I think there are a lot of ways to solve for a meta that is diverse, interesting and balanced. One core debate that comes up often is the importance of aggro to a meta. While I agree with the prevailing thought that you want aggressive decks to keep the control decks honest (at a high level), how you go about doing that I think is not black and white.
One of the points I'm constantly highlighting is the change in the game itself post NWO (not everyone will agree but this is my take on it). The biggest part of that IMO is the increase in power level of your top end creatures (I'll leave the walker discussion out of this). Grave Titan ends games against aggressive decks in short order. Where as old school finishers like Kokusho do not really end the game by themselves (you can't block and attack with it for example). Aggressive decks can still kamikaze their way through that card (even kill it though that option has a fog-like effect). Yes, it's a losing scenario long term but you can do it for a time and not lose the game outright. Finishers like the Titans stabilize the board while also allowing the control player to use them aggressively. They are simply much more game altering.
Because of that, modern magic has more of an urgency I feel. Aggressive decks simply need to win faster because the game essentially ends for them at 6 mana. Where back in original Ravnica (the set I played the most), I don't really think that was true. You were certainly losing as an aggressive deck if the control/midrange player hit 6 mana - you didn't want to be there - but the game wasn't over. So for me personally, I prefer that "softer" meta to the modern game and as such that is how I try to gear my cube. By muting the control/midrange options at the top end I do not need hyper aggro to be a thing in order for aggressive decks to be viable. In fact, because I play a lot of multi-player, I really need my aggro decks to have options if the "win now" option doesn't pan out. Decks that vomit their hands on the table in 3 turns really suck in most multi-player settings.
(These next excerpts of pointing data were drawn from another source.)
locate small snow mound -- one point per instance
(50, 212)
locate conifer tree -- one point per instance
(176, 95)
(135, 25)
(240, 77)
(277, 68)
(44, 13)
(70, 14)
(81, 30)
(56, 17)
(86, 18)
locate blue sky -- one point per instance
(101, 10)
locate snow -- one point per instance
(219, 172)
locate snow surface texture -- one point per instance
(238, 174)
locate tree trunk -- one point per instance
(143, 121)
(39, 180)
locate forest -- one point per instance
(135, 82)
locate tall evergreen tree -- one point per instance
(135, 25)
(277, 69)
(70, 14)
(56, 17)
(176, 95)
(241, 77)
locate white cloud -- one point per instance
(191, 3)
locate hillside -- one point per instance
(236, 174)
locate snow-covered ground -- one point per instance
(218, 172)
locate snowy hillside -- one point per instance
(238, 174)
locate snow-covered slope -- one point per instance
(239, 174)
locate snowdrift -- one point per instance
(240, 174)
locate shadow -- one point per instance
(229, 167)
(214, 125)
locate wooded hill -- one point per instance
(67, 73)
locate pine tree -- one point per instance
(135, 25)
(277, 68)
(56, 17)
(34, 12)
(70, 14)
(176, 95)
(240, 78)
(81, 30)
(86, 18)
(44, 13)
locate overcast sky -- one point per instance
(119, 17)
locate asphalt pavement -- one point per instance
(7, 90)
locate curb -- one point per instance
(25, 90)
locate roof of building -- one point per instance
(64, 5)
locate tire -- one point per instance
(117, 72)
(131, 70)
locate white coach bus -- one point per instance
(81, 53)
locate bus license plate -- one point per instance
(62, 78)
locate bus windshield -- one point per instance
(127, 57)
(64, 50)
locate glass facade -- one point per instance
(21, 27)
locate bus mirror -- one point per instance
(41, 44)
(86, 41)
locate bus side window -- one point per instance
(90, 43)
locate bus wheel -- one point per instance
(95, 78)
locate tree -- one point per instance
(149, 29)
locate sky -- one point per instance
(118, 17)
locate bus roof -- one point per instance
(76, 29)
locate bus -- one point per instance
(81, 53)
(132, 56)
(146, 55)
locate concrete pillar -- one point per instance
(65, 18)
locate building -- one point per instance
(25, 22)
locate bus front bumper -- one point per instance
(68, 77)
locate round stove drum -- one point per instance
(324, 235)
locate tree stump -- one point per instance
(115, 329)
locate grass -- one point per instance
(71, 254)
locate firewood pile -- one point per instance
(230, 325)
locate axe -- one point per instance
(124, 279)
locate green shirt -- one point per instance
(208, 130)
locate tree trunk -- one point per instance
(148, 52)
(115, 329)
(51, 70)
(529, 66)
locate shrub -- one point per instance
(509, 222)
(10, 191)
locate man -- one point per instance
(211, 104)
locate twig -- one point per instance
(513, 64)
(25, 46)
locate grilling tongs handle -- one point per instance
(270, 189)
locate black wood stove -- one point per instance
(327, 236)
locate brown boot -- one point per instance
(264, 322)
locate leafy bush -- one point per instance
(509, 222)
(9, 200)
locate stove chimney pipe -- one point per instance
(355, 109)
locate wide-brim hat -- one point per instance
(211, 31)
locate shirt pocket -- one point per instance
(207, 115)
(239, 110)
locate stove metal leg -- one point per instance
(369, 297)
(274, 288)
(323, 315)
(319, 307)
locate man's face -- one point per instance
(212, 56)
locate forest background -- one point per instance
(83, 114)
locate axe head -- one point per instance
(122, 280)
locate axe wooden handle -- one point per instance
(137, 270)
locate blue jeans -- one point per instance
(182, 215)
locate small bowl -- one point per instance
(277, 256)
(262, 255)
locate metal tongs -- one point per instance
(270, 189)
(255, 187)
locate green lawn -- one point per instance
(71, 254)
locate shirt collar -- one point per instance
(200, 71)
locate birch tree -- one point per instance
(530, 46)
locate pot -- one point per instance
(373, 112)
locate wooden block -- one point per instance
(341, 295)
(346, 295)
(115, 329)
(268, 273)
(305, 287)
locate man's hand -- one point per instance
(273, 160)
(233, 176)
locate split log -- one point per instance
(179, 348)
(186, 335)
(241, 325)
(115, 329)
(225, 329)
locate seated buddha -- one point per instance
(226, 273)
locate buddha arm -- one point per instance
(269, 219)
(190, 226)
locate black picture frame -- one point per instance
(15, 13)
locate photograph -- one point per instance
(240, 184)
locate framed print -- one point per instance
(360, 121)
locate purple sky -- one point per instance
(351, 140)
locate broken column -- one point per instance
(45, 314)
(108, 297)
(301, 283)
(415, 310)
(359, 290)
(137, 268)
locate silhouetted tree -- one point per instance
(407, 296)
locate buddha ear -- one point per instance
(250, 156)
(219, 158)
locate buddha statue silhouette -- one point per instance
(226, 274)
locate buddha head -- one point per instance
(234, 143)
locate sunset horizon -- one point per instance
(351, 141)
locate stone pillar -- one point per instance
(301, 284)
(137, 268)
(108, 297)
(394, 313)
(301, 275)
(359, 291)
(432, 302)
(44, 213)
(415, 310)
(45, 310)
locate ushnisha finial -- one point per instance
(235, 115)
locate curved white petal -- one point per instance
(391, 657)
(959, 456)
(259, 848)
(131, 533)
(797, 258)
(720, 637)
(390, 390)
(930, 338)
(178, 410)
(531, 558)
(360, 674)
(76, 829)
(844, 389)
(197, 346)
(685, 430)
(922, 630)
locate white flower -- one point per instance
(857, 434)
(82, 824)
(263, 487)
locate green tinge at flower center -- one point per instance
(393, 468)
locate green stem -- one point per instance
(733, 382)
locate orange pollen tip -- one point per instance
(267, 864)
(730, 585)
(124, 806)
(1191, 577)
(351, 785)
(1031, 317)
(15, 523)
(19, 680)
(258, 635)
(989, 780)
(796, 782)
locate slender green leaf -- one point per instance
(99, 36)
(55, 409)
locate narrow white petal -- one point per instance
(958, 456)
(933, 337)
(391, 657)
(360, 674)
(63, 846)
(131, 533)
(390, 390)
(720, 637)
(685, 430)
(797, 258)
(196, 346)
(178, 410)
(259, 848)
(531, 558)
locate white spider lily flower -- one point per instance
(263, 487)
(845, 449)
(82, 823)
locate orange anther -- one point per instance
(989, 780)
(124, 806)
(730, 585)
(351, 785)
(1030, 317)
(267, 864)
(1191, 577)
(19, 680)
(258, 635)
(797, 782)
Someone mentioned making aggro more of an "aggro/control" arch type and I'm really in favor of that personally. I'm not sure I have successfully done that in my cube, but it would be the ideal scenario - where essentially I still have aggressive decks that can put pressure early but don't just roll over once the game goes past turn 5. At the same time, if someone loves to play hyper fast "go for broke" type decks, I don't mind trying to support that as long as it doesn't involve allocating 100 cards of my cube to make it draftable (especially since most guys I play with do not tend to make those kinds of decks anyway).